Kommissar Daly’s “jokes” are particularly UNFUNNY, insensitive and demeaning to women and those 5% (reported) of male victims of domestic violence and battery. I am personally repulsed by his remarks on behalf of my late mother, herself a victim of my late father’s brutality for many years. In her case, the “boys network” of State Troopers bluntly told her that “she probably had it coming.” The fear of “retaliation” also kept her from pursuing assault charges. The memory of her being dragged by her scalp down a concrete driveway in front of my sister and myself, at no more than 4 years, while this “monster” kicked and punched her remains a vivid and horrid recollection. The neighbors peeking through window blinds but never calling the police or offering any assistance is enough to make any decent person vomit, as are the words of Daly. These same neighbors who claimed to have seen or heard nothing, however, gossiped about the Hauses “fight” the next day and even delighted in tormenting my siblings and laughing about it!
This latest display of insensitivity by Daly is nothing less than repugnant. His lame apology and transparent justification that he was just joking MUST NOT BE ALLOWED to dissipate as were his other illegal acts during his term of office, such as allegations of his accepting unsealed bids from his contractor friends in public restaurants several years ago.
Daly is clearly UNFIT for public office and I would eagerly add my signature to any petition to recall him from office.
For the good of his party, he should be asked to withdraw his name from the November ballot. For the good of his constituency and the re-victimized victims of domestic brutality, battery and assault, he should receive not one single vote in November!

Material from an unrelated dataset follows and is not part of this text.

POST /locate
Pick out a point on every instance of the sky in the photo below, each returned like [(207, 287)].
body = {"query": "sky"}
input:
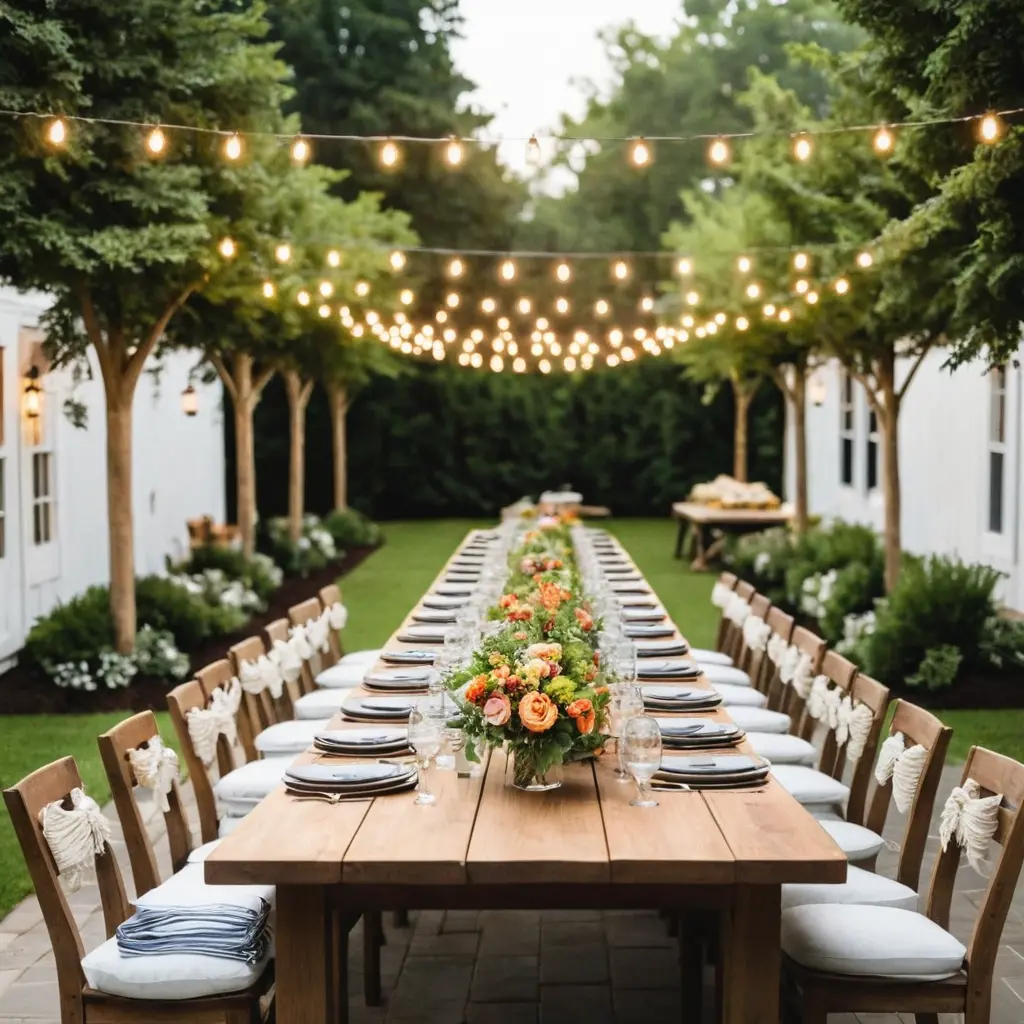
[(524, 55)]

Of the 3 Deschutes County Commissioners, only Tammy Baney Melton is worthy of our respect and trust. I agree with the Source that Dennis Luke failed, once more, to speak up strongly enough. His own remarks demonstrate a desire for those “good old days” that any honest person living through that period knows were not all that great especially given the bigotry, violence and racism of that time.
I can only hope that the people of Deschutes County will join me in encouraging career and professional politicians Daly and Luke to return to the private sector where they will do far less harm to the safety of the populace, the economy and the environment.
Returning Daly and Luke, both career politicians, to the private sector with personal outrage and disgust,
Bill Hause, Bend
This article appears in Jun 12-18, 2008.








Bill, your “5% (reported) of male victims of domestic violence and battery” is pure bullshit. There is a plethora of research and documentation out there demonstrating that domestic violence is about fifty-fifty, and women are as likely to be abusers as men.
Why don’t don’t you use the Internet for something other than your fifteen seconds of fame?
“There is a plethora of research and documentation out there demonstrating that domestic violence is about fifty-fifty …”
Got a link to that, Bears? It would surprise me very much if it were true.
As usual, Ten Bears not only missed the boat, he fell off the dock. According to Murray A. Straus, a researcher of the Family Research Laboratory, University of New Hampshire, Durham, NH., the ratio of family violence is 90% by men against women, 10% by women against men.
Just Google the question, it all comes up…
It probably is 50-50 in Bend.
What part of “there is a plethora of research and documentation OUT THERE” is it that you didn’t understand?
Bill, Thank you for writing this. And Ten Bears? Try again. You’re wrong.
Most studies/statistics are at least a few years old but I do subscribe to #’s demonstrating a higher ratio of men than 5 or 10%.
Approximately 1.3 million women and 835,000 men are physically assaulted by an intimate partner annually in the United States.
(Patricia Tjaden & Nancy Thoennes, U.S. Dep’t of Just., NCJ 183781, Full Report of the Prevalence, Incidence, and Consequences of Intimate Partner Violence Against Women: Findings from the National Violence Against Women Survey, at iv (2000), available at http://www.ojp.usdoj.gov/nij/pubs-sum/183781.htm)
I also think that the statistical arguments take the focus off of what one of our commissioners said in a public meeting. It’s his antiquated opinion that we should be talking about, not what the gender split is on domestic violence.